Isso resume mais ou menos o que foi a noite de hoje. Digo mais ou menos, porque foi bem mais do que isso. Foi um choque. Foi um soco no meu estômago. Eu, que sempre considerei a habilidade de sentir como a maior prova de humanidade que eu podia encontrar em uma pessoa, também sempre me orgulhei de ter uma imensa capacidade sensível de me colocar na pele das pessoas, de compreender o mundo através delas e assim entendê-las. Mas muito mais do que uma capacidade treinada, essa é uma capacidade inata e fora de controle. E hoje, num efeito colateral desastroso, eu estive na pele de uma mulher que foi arrancada da vida e do mundo que conhece de uma hora para a outra, deixando não um cadáver bonito e altivo, um espelho de sua alma, mas sim um corpo retorcido numa calçada suja. E na pele de um homem que, em um instante, tem a pessoa que ama ao seu lado, e no instante seguinte, a perdeu para sempre. Certo, nem sei se ele a amava de verdade, nem sei dizer o que seria um amor de verdade, mas independentemente disso ele definitivamente a prezava e queria. Estava evidente no timbre de sua voz quando ele gritou de terror. Palavras que nunca mais vão sair da minha cabeça, assim como a imagem de uma rua escura e monocromática, um estrondo, uma batida entre dois carros, pedaços de veículos e de gente para todos os lados.
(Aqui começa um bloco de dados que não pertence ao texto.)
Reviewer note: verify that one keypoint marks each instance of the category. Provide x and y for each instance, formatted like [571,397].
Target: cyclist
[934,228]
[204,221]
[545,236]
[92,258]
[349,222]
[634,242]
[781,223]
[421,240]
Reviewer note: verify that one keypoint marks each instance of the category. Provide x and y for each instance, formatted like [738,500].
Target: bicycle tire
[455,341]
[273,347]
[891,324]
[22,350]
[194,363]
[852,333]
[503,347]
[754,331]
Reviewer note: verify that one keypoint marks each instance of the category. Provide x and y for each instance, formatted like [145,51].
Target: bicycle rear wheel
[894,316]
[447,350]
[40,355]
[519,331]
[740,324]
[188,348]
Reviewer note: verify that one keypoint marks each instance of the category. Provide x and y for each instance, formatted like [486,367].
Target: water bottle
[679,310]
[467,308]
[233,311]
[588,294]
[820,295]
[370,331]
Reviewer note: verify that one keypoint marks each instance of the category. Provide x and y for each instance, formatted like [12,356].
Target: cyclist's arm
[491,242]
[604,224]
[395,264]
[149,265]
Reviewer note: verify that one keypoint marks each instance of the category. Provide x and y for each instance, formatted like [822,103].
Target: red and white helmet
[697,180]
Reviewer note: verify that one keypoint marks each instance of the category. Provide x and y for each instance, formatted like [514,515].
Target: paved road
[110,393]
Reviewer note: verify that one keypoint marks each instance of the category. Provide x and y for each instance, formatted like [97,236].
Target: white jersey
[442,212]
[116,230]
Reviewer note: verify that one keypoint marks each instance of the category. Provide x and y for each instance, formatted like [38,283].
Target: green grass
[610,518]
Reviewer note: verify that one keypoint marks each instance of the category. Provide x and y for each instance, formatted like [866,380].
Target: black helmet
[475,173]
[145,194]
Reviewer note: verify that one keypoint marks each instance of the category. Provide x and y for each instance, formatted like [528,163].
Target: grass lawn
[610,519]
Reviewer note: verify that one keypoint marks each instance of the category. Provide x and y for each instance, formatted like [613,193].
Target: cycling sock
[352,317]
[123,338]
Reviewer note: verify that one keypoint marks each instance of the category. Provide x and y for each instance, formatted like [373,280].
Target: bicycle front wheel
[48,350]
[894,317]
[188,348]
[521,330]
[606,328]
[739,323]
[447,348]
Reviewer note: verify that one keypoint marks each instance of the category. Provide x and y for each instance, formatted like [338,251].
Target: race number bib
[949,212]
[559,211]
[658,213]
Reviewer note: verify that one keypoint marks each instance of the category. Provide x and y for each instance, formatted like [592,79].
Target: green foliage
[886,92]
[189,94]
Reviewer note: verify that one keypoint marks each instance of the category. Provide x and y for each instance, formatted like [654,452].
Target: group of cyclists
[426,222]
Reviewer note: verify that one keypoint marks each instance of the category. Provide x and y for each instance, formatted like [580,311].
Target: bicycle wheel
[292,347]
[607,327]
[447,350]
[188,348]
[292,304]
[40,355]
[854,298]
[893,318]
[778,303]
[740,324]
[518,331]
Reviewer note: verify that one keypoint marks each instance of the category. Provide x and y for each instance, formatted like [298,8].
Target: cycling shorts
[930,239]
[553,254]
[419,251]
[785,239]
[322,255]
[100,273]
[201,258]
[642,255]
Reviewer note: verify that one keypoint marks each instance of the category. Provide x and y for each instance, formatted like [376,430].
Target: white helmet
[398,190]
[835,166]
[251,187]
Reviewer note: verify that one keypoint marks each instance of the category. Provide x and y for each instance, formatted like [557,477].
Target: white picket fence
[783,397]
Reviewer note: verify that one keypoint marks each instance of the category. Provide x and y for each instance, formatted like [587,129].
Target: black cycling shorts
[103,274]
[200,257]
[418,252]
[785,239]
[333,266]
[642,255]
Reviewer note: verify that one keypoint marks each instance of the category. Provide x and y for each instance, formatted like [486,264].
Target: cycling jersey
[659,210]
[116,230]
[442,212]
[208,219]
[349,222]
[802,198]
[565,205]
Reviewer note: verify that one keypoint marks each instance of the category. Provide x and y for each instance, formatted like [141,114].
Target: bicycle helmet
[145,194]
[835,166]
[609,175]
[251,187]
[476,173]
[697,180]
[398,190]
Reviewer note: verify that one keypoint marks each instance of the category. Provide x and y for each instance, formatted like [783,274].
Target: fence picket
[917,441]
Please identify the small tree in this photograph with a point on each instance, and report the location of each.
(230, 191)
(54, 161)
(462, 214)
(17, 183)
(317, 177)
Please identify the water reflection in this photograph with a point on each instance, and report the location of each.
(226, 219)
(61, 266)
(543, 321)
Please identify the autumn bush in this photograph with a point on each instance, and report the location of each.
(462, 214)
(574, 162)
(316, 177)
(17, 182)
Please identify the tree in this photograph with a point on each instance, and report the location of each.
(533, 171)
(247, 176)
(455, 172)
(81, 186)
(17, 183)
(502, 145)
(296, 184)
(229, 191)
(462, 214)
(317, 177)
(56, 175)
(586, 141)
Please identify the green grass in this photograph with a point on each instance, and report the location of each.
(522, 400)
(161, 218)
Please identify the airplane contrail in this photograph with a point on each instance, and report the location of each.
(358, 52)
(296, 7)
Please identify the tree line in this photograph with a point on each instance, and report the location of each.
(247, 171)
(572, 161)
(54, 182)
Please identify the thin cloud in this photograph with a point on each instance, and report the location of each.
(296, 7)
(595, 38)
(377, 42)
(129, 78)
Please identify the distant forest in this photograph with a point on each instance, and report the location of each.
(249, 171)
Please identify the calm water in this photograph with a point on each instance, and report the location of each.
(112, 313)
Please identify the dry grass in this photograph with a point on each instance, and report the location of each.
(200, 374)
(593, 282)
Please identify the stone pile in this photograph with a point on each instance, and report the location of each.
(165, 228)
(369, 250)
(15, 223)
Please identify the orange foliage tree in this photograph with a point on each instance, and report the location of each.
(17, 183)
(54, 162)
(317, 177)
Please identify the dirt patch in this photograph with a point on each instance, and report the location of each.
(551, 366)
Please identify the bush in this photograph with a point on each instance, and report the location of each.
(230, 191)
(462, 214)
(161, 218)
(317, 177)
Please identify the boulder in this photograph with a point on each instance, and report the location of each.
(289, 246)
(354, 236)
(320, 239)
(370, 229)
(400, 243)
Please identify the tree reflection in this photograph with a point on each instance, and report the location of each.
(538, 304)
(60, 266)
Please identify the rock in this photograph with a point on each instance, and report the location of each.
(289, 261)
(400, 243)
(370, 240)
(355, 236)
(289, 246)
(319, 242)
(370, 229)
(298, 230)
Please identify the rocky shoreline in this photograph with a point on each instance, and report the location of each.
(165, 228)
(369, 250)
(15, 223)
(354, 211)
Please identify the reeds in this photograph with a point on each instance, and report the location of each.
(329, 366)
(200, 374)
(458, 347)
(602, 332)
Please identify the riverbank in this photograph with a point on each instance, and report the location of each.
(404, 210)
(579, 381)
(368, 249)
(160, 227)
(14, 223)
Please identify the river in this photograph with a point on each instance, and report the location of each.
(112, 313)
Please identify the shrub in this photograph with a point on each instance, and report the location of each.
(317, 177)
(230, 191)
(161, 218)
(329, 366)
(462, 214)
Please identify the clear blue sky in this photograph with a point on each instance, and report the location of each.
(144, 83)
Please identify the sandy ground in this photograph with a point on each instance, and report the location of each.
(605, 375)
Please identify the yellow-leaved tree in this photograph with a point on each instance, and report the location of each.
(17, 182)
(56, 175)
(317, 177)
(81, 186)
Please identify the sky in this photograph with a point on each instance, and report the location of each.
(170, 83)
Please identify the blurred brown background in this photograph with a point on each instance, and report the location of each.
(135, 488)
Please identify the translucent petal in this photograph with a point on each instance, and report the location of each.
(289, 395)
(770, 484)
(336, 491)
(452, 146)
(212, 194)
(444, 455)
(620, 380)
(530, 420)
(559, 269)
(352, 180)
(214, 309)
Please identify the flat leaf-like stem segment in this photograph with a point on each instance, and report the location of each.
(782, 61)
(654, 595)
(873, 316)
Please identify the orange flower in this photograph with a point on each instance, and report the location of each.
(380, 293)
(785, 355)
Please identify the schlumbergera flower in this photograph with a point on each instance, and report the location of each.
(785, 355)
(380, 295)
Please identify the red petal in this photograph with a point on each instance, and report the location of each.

“Você matou minha mulher, filho da puta”. Uma frase dura, sincera e horrenda, piorada pelo tom indescritível de horror, ódio e completo desespero da voz que a proferia repetidamente, enquanto seu dono se afastava do corpo inerte da namorada no chão para atacar como um animal ensandecido o motorista do outro carro, que estava com sua mulher ainda bem viva e histérica. As pessoas surgiam de todos os lugares ao redor, a rua de deserta ficou lotada em segundos, todos vendo aquela cena grotesca, levando as mãos à cabeça em desespero, desnorteadas.

Na hora, eu simplesmente não pude fazer nada. Fiquei paralisado, demorei um pouco até sacar meu celular da cintura e discar para a polícia. 190. Telefone de emergência. Emergência. Emergências pressupõem necessidade de socorro imediato. E nunca me senti tão ofendido quanto quando ouvi uma mensagem gravada dizendo “Todos os nossos operadores estão ocupados, por favor aguarde”. Seguida de - absurdo - uma musiquinha idiota. Inevitavelmente, me imaginei um dia com o telefone na mão, vendo um maníaco qualquer apontar uma arma para a cabeça da minha filha, e uma maldita música inútil do outro lado da linha. Me senti esgotado, inexpressivo, quase tão morto quanto a mulher que jazia ali na frente. Não há nada de humano na sociedade em que vivemos.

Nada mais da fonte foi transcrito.